Sindpol protesta contra paralisação dos serviços de limpeza e alimentação

Por Jamylle Bezerra e Larissa Bastos     06/12/2018 09h49

Sindicato afirma que policiais civis estão precisando fazer faxina nas delegacias da capital e do interior

Policiais civis fazem ato em frente à Central de Flagrantes, no Farol

FOTO: Larissa Bastos

Insatisfeitos com a interrupção dos serviços de limpeza e alimentação nas delegacias de Alagoas, policiais civis do estado realizaram um ato, na manhã desta quinta-feira (6), em frente à Central de Flagrantes, no bairro do Farol, com o objetivo de chamar a atenção para o problema, que segundo a categoria, vem acontecendo desde a última segunda-feira (3). 

De acordo com o presidente do sindicato, Ricardo Nazário, a empresa terceirizada responsável pela limpeza das delegacias e pelo fornecimento da alimentação dos presos está com os serviços paralisados e, desde a segunda-feira, deu férias coletivas aos funcionários.

"A limpeza das delegacias não está sendo feita e, em algumas delas, os presos já começaram a fazer motins devido à falta de alimentação. Na capital, um grupo faz a limpeza e os familiares levam o café da manhã. Já o almoço e o jantar vêm do sistema prisional. No interior, é pior a situação, porque os mesmos terceirizados fazem a limpeza e cozinham para os presos", afirmou o representante da categoria. 

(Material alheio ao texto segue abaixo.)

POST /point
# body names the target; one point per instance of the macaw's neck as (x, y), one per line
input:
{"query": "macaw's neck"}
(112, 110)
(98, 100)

Segundo ele, a situação é tão complicada que os policiais tiveram que assumir as funções de limpezas em algumas das delegacias. "Os policiais estão lavando banheiro, limpando a delegacia. Isso é um absurdo", pontuou. 

O presidente do Sindpol fala ainda que a informação recebida pelo sindicato é de que o Governo não faz o pagamento a essa empresa já há 4 meses, por isso ela paralisou os serviços. Ontem, por meio de nota enviada pela assessoria, a Polícia Civil informou que uma licitação para contratação de uma nova empresa para fazer a limpeza das delegacias está em fase final. 

Policiais civis reclamam que estão fazendo faxina nas delegacias

FOTO: Larissa Bastos

"Não estamos entendendo o porque de o Governo não ter feito esse repasse e queremos uma explicação do estado. Acompanhando o Diário Oficial, temos visto o Governo abrir créditos suplementares para vários órgãos, como R$ 30 milhões para a Assembleia e R$ 16 milhões para o Tribunal de Justiça. Na mensagem, o governo diz que é superávit de arrecadação. Se existe isso, porque não pagam aos trabalhadores que estão prestando serviço nas delegacias?", questiona. 

Ele acrescenta que os policiais não têm condições de arcar também com esses serviços de limpeza e fornecimento de alimentação, até porque essas não são atribuições deles. "Os policiais civis já estão tomando conta de preso, o que não é atribuição da Polícia Civil, e agora estão tendo que ser faxineiros e cozinhar para os presos? Isso é absurdo", falou. 

Ricardo disse que os policiais estão com receio de motins maiores nas delegacias. "Isso se iniciou na segunda-feira e até ontem estávamos tentando ver se haveria solução, mas não houve. Nosso medo é que haja uma morte ou algo assim, se houver um motim maior dentro das delegacias. Tem delegacia com 80, 50 presos, e com um efetivo de poucos policiais. De quem vai ser a responsabilidade se isso acontecer?".

Ele destaca ainda que isso prejudica, inclusive, os serviços prestados à população, já que as delegacias estão com amontoados de lixo e mau cheiro. Os policias estão fazendo o básico da limpeza para amenizar um pouco a situação, mas não estão cozinhando. A alimentação está sendo levada pelas famílias dos presos.

"A família está tendo que se virar. Aqui na Central, desde segunda, a família é que está trazendo o café da manhã. Se não trouxer, os presos ficam com fome até a chegada do almoço que vem dos presídios". 

Ontem, a equipe da Gazetaweb esteve na Central de Flagrantes e conseguiu flagrar um advogado levando pão e alimentos para os presos. Sobre a questão do fornecimento do café da manhã dos presos, a PC informou que, nesta sexta-feira (7), a situação estará regularizada.